In the summer of 2020, NASA will launch the next mission to Mars. The primary goal? Determine if life ever arose on the Red Planet. A rover will collect core soil samples and store them until a future mission returns them to Earth. One of the many obstacles facing the NASA team is how to ensure the samples remain intact and don’t contaminate our planet. Enter Siena physics professor Tom Coohill. He is one of a handful of scientists - and only a couple college professors - selected to serve on the mission’s sterilization team. He is travelling to NASA’s Jet Propulsion Laboratory (JPL) in Pasadena for a kick-off meeting later this month.

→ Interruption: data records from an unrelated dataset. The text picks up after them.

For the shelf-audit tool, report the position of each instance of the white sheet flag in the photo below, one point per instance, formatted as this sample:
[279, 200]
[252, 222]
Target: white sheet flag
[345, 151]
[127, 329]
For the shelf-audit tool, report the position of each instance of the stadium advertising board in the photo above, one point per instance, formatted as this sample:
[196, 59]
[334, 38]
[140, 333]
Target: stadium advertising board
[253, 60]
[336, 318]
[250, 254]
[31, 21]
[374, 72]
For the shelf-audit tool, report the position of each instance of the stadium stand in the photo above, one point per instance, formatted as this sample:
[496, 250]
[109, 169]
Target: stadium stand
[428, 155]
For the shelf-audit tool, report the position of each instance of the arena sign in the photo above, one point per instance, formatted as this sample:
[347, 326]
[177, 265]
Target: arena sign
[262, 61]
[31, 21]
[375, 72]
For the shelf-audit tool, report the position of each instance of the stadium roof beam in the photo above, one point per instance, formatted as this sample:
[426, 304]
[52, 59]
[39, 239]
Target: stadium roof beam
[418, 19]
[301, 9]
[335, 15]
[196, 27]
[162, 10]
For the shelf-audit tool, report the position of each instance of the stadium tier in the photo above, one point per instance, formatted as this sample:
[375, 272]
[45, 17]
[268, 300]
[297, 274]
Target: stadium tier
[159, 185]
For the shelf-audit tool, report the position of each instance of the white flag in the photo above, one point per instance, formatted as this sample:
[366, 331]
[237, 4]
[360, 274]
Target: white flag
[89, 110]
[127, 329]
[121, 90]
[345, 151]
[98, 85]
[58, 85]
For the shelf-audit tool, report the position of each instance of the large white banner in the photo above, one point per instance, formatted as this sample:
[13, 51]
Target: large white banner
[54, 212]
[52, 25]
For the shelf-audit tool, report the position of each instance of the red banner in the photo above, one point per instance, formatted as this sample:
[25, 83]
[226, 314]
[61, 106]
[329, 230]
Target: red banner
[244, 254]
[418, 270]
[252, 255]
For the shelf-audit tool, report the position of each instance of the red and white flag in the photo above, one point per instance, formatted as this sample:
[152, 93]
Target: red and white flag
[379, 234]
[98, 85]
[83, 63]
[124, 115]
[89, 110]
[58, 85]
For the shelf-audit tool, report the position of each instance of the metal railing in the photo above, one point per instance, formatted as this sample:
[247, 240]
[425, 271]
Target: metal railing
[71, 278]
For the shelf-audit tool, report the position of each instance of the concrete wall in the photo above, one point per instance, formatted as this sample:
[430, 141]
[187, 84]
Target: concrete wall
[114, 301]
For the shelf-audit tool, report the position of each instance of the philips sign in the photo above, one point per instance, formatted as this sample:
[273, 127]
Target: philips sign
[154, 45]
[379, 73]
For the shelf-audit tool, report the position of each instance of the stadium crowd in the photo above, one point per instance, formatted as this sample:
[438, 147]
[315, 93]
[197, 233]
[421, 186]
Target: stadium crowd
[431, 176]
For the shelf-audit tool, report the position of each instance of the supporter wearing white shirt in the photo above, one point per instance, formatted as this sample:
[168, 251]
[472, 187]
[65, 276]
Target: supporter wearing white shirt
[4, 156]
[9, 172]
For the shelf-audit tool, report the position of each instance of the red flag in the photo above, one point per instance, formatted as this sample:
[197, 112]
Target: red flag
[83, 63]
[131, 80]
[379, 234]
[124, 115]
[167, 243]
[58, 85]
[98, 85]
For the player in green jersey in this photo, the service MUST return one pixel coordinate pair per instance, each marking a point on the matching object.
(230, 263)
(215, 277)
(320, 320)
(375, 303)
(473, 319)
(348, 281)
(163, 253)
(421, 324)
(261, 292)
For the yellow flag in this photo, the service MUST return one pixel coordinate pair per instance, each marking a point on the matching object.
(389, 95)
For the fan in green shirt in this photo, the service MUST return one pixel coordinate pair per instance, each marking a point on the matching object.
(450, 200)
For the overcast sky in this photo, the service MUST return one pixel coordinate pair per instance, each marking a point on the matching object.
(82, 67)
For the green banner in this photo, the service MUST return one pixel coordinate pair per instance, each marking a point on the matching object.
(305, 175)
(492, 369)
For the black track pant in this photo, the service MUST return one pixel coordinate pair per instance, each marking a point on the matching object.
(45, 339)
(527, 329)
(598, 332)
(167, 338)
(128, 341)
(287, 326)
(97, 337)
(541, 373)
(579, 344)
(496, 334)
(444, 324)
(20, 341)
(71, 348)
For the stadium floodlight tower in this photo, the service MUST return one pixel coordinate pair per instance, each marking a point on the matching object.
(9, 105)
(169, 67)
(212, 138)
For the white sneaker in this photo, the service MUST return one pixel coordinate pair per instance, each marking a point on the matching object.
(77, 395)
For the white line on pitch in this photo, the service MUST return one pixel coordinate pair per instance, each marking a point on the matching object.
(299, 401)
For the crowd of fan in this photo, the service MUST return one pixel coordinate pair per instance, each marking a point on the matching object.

Coohill did life-changing research at the JPL three decades ago, but his invitation back is a result of his preeminent work with ultraviolet radiation - the major germicide used to breakdown microorganisms on Earth, and an abundant byproduct of Mars’ carbon dioxide dominated atmosphere. Coohill speculates the return of alien samples to Earth - perhaps within the next 10 years - will cause a “Bigfoot Phenomenon”, but he and his peers don’t want to kill what is brought back, their charge is to protect it.
“It’s really exciting because we are doing things that have never been done before. The wealth of information potentially obtainable from these studies is groundbreaking. Our goal will be to study the alien samples in as much detail as possible without killing them.”
Coohill likely caught the attention of the NASA team because of his published work in space related journals, including a chapter on ultraviolet sterilization he authored in Bloch’s leading resource book on sterilization. Coohill arrived at Siena as dean of science in 1998, and at 77 he estimates his involvement with the project at five years: “They might be tracking me down in the nursing home to let me know the samples have arrived.” Kidding aside, Coohill suggested Siena students could be the big winners - with opportunities for collaborative summer research and perhaps even field work at the JBL obvious potential offshoots of his involvement.
Coohill doesn’t downplay the significance of what’s at stake.
“We hope we find life. Certainly, we know a lot about the presence of organic chemicals, and have direct evidence that water existed on Mars - at least at some point. With these two things, there is the chance of life. It’s a bit like finding a needle in a haystack, but if the mission is successful scientists will have direct access to the most promising Martian samples for the first time.”